Albert Camus Kimdir? Ünlü Veba Kitabının Yazarı Fransız Yazarın Hayatı

0
Advertisement

Albert Camus kimdir? Büyük Fransız yazar Albert Camus hayatı, biyografisi, eserleri, başlıca eserlerinin kısa özetleri, hakkında bilgi.

Albert Camus

Albert Camus

Albert Camus; Fransız yazarıdır (Cezayir/Mondovi 1913 – Villeblevin 1960). Cezayir Üniversitesi’nde felsefe öğrenimi gördü. Bir türlü ısınamadığı Arap öğrenciler arasında derin bir yabancılık çekmesi, sağlığını bozarak üniversiteyi yarıda bırakmasına yol açtı. Bir ara amatör bir tiyatro topluluğu kurdu (1934-1938), sonunda gazeteciliği seçerek Paris’e yerleşti. 1937 yılında yayımlanan ilk kitabı L’Enver s et l’Endroit (Tersi ve Yüzü) ve 1938’de çıkan Les Noces (Evlilik) anı ve deneme türünde eserlerdir.

İlk romanı Yabancı (L’Etranger) 1942 ile parlak bir başarı kazandı. Aynı yıl içinde yayımlanan Mythe de Sisyphe (Sisiphos Mitosu) ise dünyanın saçmalığı temalarını işledi. Gençliğinde çektiği yabancılık, zamanla Schopenhauer’den, Kierkegaard’ dan, Nietzsche’ye; Pascal’dan Chamfort’a birçok kötümser, nihilist, ahlakçı filozoftan beslenen özgün bir dünya görüşüne dönüştü. Camus’ya göre, insan akıl dışı bir dünyada saçma bir yaşam sürer. Yapılabilecek en anlamlı iş başkaldırıdır. Camus’nun bireyci felsefesi, toplu dayanışma boyutu kazanarak bir başkaldırı ahlakı özelliği de alır, Descartes’ın ünlü sözünü benzeterek “başkaldırıyorum o halde varım” der. Veba (La Peşte) 1947, romanı ile dünya çapında ünlendi.

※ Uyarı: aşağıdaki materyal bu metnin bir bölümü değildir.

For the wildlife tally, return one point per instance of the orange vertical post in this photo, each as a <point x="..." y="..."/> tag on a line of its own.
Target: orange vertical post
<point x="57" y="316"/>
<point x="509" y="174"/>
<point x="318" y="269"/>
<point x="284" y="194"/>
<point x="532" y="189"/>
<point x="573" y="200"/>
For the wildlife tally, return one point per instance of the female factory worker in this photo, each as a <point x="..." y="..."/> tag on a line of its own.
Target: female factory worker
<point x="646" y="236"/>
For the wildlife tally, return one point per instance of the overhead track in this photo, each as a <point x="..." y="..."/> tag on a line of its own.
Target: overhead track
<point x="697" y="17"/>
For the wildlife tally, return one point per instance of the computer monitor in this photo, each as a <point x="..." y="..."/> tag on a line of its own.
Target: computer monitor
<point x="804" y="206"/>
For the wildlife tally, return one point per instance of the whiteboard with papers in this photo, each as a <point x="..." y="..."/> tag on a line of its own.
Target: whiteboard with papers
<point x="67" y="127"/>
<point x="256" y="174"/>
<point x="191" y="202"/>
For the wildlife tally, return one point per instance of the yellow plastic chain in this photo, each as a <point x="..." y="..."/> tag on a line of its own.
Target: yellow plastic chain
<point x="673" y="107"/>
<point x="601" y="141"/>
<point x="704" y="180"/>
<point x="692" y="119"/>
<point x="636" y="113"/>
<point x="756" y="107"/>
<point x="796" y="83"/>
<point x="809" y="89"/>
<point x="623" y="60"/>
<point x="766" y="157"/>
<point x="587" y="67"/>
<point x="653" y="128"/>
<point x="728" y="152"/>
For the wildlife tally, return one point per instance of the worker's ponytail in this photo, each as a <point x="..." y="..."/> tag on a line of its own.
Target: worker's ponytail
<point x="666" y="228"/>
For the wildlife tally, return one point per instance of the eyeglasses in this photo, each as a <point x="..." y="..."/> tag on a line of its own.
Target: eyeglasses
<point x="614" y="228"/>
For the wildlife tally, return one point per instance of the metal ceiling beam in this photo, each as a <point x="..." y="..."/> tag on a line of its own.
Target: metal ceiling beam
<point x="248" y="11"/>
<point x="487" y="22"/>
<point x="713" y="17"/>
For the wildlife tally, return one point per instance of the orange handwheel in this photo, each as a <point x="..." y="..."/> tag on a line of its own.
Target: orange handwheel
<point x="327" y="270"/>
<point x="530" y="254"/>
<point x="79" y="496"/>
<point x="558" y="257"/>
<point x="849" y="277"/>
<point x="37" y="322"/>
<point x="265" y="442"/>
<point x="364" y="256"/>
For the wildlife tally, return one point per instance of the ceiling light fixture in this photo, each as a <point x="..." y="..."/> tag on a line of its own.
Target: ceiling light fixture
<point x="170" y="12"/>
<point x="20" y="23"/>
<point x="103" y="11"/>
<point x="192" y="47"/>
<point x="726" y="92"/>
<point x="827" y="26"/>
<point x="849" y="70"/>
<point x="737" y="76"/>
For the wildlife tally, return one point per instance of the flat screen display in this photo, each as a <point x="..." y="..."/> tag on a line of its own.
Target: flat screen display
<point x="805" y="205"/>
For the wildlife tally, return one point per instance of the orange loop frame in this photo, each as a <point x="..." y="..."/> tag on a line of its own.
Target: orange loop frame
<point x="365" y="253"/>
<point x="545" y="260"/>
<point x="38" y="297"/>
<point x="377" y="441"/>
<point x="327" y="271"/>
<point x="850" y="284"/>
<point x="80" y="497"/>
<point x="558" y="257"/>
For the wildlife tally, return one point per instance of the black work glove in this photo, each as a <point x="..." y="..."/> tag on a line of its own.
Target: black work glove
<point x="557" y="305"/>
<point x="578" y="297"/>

L’Homme Révolté (Başkaldıran İnsan) 1951, adlı en önemli deneme kitabı başkaldırı felsefesini en ayrıntılı olarak işlediği eseri oldu. Kendisiyle aynı dönemde eserler veren ve bazı ortak yanları bulunan dostu Sartre’dan ayrıldığı ve onunla oldukça sert kalem kavgalarına sürüklendiği nokta da başkaldırının içeriği konusunda oldu. İkinci Dünya Savaşı sırasında direniş örgütleriyle ilişkiye geçti ve kurucularından biri olduğu sosyalist Combat (Kavga) gazetesinde 1944 Ağustosundan sonra imzasız başyazılar yazdı, savaştan sonra da gazete yazarlığını sürdürerek döneminin önemli politik sorunlarında yürekli tavırlar aldı.

Albert Camus Kimdir?

Bazı düşüncelerini daha etkili anlatacağına inandığı oyunlar yazdı: 1944’de sahnelenen Yanlış Anlama (Le Malentendu), Caligula (1945), Sıkıyönetim (L’Etat de Siege) 1948, Les Justes (Adiller) 194% sahne, tekniği açısından yer yer zayıflıklar taşımakla birlikte Camus’nün düşüncesini başarıyla yansıtırlar. 1956’da Düşüş (La Chute) romanı çıktı. Bazı öykülerini 1957’de yayımlanan L’Exil et le Royaume (Sürgün ve Krallık) kitabında topladı. Her türlü süsten uzak, dupduru bir dili olan Camus, 1957’de Nobel Edebiyat Ödülü’nü kazandı. Daha pek çok eserler verebilecek bir yaşta, yaşamın saçmalığı görüşünü haklı çıkartır gibi olan bir trafik kazası sonunda öldü.

Advertisement

Başlıca eserlerinin özetleri:

Veba,

Yazarın doğum yeri olan Cezayir’deki Oran Kenti’ne farelerin taşıdığı salgın bir hastalığın getirdiği acıları, yıkıntıyı işlemiş görünen yazar, veba mikrobunun simgesi altında toplumların tutunabileceği çeşitli toplu kötülüklerin eleştirisini yaparken gerçekten insanlık nitelikleri taşıyan kişilerin ne yapmaları gerektiğini de (Dr. Rieux), açıklamak fırsatını bulur. Tek başına yaşayan insan yalnızca bireysel değerler görüp, tekil hazlar tadabilir. Oysa saçmalığa (alegorili tanım) karşı savaşta insanlar birleşebilirlerse; adalet, düşünce saygısı dostluk, direniş yardımlaşma, özveri gibi nice değerler koyabilirler ortaya. Böylece savaş arkadaşlığı yeni bir ahlakın da kurulmasına yol açabilir, romandaki Dr. Rieux, kendi adına bireysel çıkarları ve korkusu yolunda değil insanlığın durumu içinde girişir bu savaşa.

Yabancı,

Dünyanın saçmalığı (abeslik) açıklamayı amaç edinen yazar, duygularını çevresine uydurmayı yalancılık sayan kahramanı Meursault’un yazgısını, kolayca suçlanabilecek durumlar yaratmıştır. Uzun yıllar kaldığı, anasının ölümünü kayıtsızlıkla karşılar görünmesi, bir anlık sanı ve korku paniğiyle bir Arabi öldüren roman kahramanı için en köklü suçlama konusu olacaktır. Kentsoylu âdet ve geleneklere davranış ortaklıklarına uyamamış olması, onu ölüme götürecek en güçlü kanıtları oluşturur. Meursault, bu dünyanın yabancısıymış gibi.